Operation Murambatsvina has devastated his family and friends, so he can’t go home. He hopes ”something will crop up” that he can use to help the people back home.

The horror that is Zimbabwe is not only experienced somewhere beyond the Limpopo river. The streets of central Johannesburg at night are full of desperate, homeless people who have fled Zimbabwe.

In the kitchen of the Methodist Church’s emergency facility for refugees, Oliver Mtukudzi blares from a telephone answering-machine speaker. Like the tired distortion of the sound, weary men emerge from the underground garage to share pots of sadza and to gather around the only source of heat in the building.

Journalist Ezekiel* was sued under harsh press laws and forced to flee Zimbabwe. His company did not have the funds to fight the criminal defamation suit. ”They were claiming about almost Z$30-million.” He is trying to freelance but ”I don’t have any equipment, like Internet, phone and other things”. He too blames his difficulty in making a living on corruption in home affairs. ”You are not able to get any refugee papers without passing through those middlemen.”

There is not much in the way of help for the growing number of immigrants. A handful of churches and NGOs provides emergency assistance.

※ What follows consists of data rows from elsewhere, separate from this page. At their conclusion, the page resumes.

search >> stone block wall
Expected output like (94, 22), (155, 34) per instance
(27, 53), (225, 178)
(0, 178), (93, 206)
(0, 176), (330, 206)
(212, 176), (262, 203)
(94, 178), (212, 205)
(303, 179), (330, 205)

Elinor Sisulu, of Crisis in Zimbabwe, stresses that services for refugees are under severe pressure, because of insufficient funds. Currently no official facility exists to house, assist and supply medical and food aid to refugees, says Methodist Bishop Paul Verryn.

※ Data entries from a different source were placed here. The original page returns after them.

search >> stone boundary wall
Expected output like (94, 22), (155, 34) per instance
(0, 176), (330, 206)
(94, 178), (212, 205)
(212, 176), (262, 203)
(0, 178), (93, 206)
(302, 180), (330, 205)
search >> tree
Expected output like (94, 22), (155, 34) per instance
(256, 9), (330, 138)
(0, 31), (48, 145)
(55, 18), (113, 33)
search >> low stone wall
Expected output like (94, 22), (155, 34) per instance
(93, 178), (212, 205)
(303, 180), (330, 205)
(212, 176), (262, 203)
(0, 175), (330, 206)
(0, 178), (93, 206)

There’s a sense of despondency in the cramped church. Lines of clothing hang from windows in an outside corridor as strains of a piano are heard in the distance.

Not all refugees are escaping political hardship. Saxon*, from Glenview, says ”some people can tell you they ran away from the MDC and Zanu-PF, its not the truth, people came here to look for some greener pastures”.

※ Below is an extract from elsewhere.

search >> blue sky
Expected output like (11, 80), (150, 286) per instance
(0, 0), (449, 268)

In another hushed conversation, a former policeman tells how he fled after clashing with war veterans and being court-martialled after being sighted at a Movement for Democratic Change rally.

He was sentenced to two months’ punishment at a military police centre and then posted to the most remote police station. Fearing he would be tracked down and killed he skipped the country and has not spoken to his family since the recent demolitions.

Twenty-two-year-old Charles* from Harare says: ”If the international community does not intervene in Zimbabwe now, they want to wait for another Rwanda and another Burundi, another Angola; that’s how it started, people complaining, no one doing anything about it, until people got desperate, a war started, and that war was genocide. And no one could stop it.”

Verryn says: ”I don’t think the churches are quite frankly coping at the moment. We do have the capacity. But we do need to organise ourselves much more carefully. I think that there’s a much greater political will to do this at the moment.”

Recent contact between the President Thabo Mbeki’s office and the South African Council of Churches was a start but louder encouraging voices are needed to nudge government and civil society together, sooner.

A return home to Zimbabwe is uppermost in the minds of many refugees, asylum seekers and illegal immigrants who remain stranded in South Africa. For some, such as former liberation soldier Lester*, this dream has given way to despair. He shrugs his shoulders and says in Shona, ”taperwa [we have no hope]”.